Saturday, May 20, 2017

Hello? Hello??


Well it happened? My phone died?
Sorry, I can’t take your calls because my phone died.
It wasn’t a horrible death of dropping into a toilet or smashing it under the wheel of an 18-wheeler, but it just gave up a long and faithful life.
Back in 2009 I had two cell phones and wanted to consolidate and eliminate, as was the mood of the time.
So since there was no long AT&T, I went into a Verizon store and stated my problem. Get rid of one line and update the other to a new number. Much computer clicking and telephone calls and paperwork and I walked out with one flip cell phone, two old obsolete phones and a pile of paperwork and a huge bill.
I found a barbershop that said they recycled old phones to military so I donated.
Now I had to figure out this new phone. Seemed simple enough but there was a book, in several languages, about the size of the Bible that did step by step plans of programming in contacts, pictures, games, sounds, etc. Luckily the type was small so I skipped most of it and just learned how to turn it on and turn it off.
And when contractors would ask for my phone number I had to think because I never called myself.
The landline had been gone for years but the wire still connected to the house, like the abandoned Continental Cable line.
So this little flip phone became a constant companion. One of the three things I carried everyday. I realized a cell phone was handy since I was out and about on my bike and could be reached if needed.
A few years in I realized I didn’t get that many calls and I didn’t call anyone so the cell phone became a balance weight that was slipped into my pocket every morning and taken out before sleep. The phone would stay on until I heard that beep that the battery was low.
Recent years I’ve shut down the phone at night and start it up in the morning for the battery kept showing signs of weakness. After three calls the battery would quit. Sometimes the battery would quit in the middle of a call. Sorry.
Though the phone had several options of a camera, video, Internet connection, music storage, texting and whatever other toys included; I never used them.

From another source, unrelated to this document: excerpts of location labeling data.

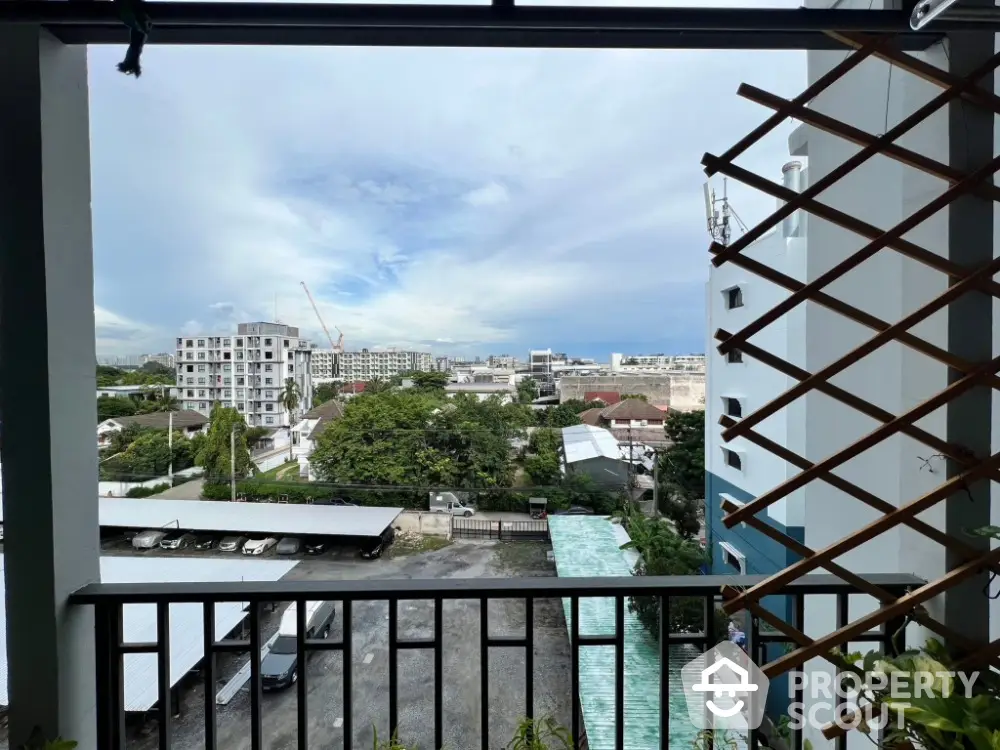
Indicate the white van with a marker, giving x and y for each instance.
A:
(446, 502)
(280, 668)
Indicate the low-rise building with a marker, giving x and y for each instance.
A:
(187, 422)
(308, 430)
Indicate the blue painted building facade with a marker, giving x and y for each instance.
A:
(760, 556)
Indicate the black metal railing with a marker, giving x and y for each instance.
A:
(109, 600)
(474, 528)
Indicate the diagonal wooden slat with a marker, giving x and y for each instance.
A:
(856, 259)
(861, 138)
(855, 161)
(904, 604)
(862, 535)
(870, 440)
(849, 311)
(872, 345)
(976, 95)
(880, 238)
(862, 52)
(960, 548)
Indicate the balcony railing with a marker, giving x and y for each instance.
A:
(108, 601)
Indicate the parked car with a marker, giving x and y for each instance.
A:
(373, 547)
(279, 668)
(177, 540)
(148, 539)
(258, 547)
(289, 545)
(232, 543)
(205, 542)
(317, 547)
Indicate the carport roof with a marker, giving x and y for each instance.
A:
(186, 620)
(252, 518)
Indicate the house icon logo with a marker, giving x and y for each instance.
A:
(724, 689)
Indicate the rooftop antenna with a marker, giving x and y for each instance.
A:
(717, 214)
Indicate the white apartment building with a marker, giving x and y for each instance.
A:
(246, 369)
(367, 365)
(324, 363)
(881, 192)
(657, 362)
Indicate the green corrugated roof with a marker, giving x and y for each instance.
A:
(587, 546)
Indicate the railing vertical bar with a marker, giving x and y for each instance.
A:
(529, 658)
(757, 650)
(664, 673)
(484, 672)
(208, 673)
(843, 613)
(574, 647)
(302, 673)
(256, 691)
(164, 709)
(393, 667)
(438, 672)
(619, 673)
(799, 603)
(348, 669)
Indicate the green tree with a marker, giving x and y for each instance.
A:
(682, 465)
(527, 391)
(109, 407)
(324, 392)
(214, 454)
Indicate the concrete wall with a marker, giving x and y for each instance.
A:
(428, 524)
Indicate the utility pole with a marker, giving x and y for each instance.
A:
(170, 446)
(232, 464)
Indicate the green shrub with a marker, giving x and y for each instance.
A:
(147, 491)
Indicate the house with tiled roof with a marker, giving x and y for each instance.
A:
(307, 432)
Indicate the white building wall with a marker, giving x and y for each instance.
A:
(881, 192)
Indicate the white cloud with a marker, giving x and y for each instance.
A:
(426, 196)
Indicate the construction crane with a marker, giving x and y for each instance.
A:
(338, 348)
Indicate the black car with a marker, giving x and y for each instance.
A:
(205, 542)
(373, 547)
(318, 547)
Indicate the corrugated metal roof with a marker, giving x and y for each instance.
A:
(588, 546)
(583, 441)
(139, 620)
(253, 518)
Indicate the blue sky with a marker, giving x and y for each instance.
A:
(465, 201)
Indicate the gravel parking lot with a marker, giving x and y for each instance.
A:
(370, 699)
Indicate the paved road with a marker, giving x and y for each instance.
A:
(370, 694)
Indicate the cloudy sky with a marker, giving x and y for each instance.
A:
(462, 201)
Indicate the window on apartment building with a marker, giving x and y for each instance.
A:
(733, 558)
(732, 406)
(734, 298)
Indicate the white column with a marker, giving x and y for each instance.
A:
(47, 384)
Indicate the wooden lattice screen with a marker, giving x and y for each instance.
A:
(974, 468)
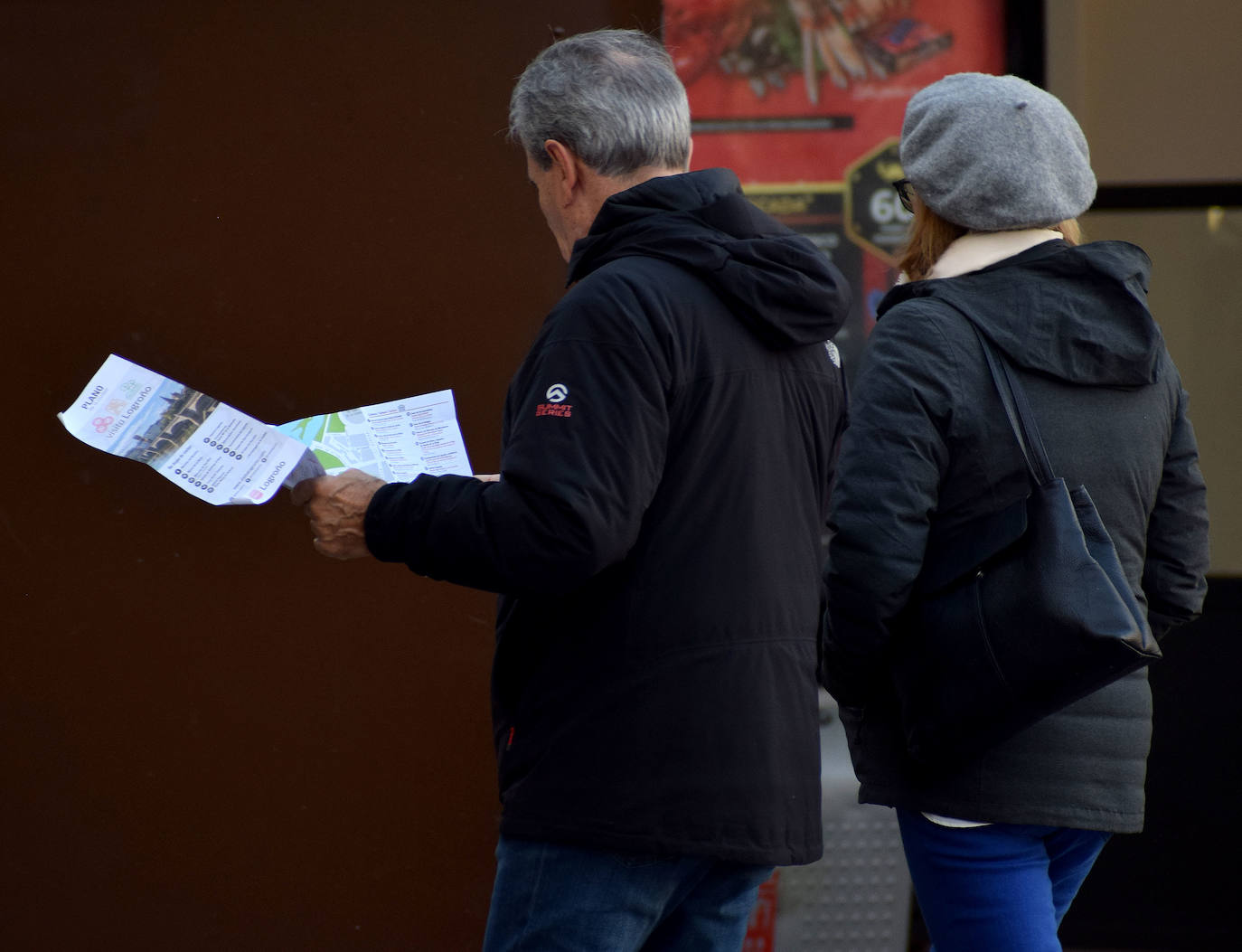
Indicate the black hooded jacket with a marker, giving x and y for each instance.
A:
(929, 448)
(654, 534)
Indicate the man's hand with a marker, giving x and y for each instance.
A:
(335, 506)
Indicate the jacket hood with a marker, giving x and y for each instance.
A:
(774, 279)
(1076, 314)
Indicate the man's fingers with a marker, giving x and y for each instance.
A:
(301, 494)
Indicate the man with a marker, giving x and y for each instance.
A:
(654, 531)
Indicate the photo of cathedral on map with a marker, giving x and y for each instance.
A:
(174, 417)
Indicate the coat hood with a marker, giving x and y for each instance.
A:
(1076, 314)
(774, 279)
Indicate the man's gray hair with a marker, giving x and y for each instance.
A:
(611, 96)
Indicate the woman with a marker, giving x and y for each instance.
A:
(998, 172)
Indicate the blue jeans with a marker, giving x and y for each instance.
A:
(1003, 886)
(560, 899)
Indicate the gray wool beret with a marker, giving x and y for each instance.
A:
(995, 153)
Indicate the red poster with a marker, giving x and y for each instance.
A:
(804, 99)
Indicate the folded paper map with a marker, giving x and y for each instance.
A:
(226, 457)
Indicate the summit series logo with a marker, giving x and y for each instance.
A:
(557, 394)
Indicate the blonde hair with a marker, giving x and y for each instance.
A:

I did take one photo of a tree cut down but it had to be downloaded to a removable card then placed into another device to plug in a USB so the computer could recognize it and download it. It was old technology.
Back to the story after the back-story, I walk into the same store I went to years ago and declared “I have a dead phone.”
Naturally I’d done my Internet homework to look at options and made my decision on what I wanted. Could I be swayed by all the glitz and the glamour? Did I need a GPS to know where I was or where I was going? Did I need to capture every event and send it out to the world hoping someone would comment? Did I need to carry around music that was better than what was floating around in my head?
After scraping of the hieroglyphs from the old phone the two Indian (PC, I assume by their accent and appearance so not profiling) employees found a piece of hardware similar to what I had and started making phone calls and computer connections to the master company of V to get me readjusted and upgraded to the new decade.
A pleasant and productive and fairly fast transaction I left with a brand spanking new phone that was just like my ole warhorse with similar features and the same pad layout. Now it is time to reprogram in contacts and delete trash already loaded on it. It did pick up my messaging and call waiting with only minor changes.
“Hello? Hello?? No, I don’t need any auto insurance unless you buy me a car, thank you.”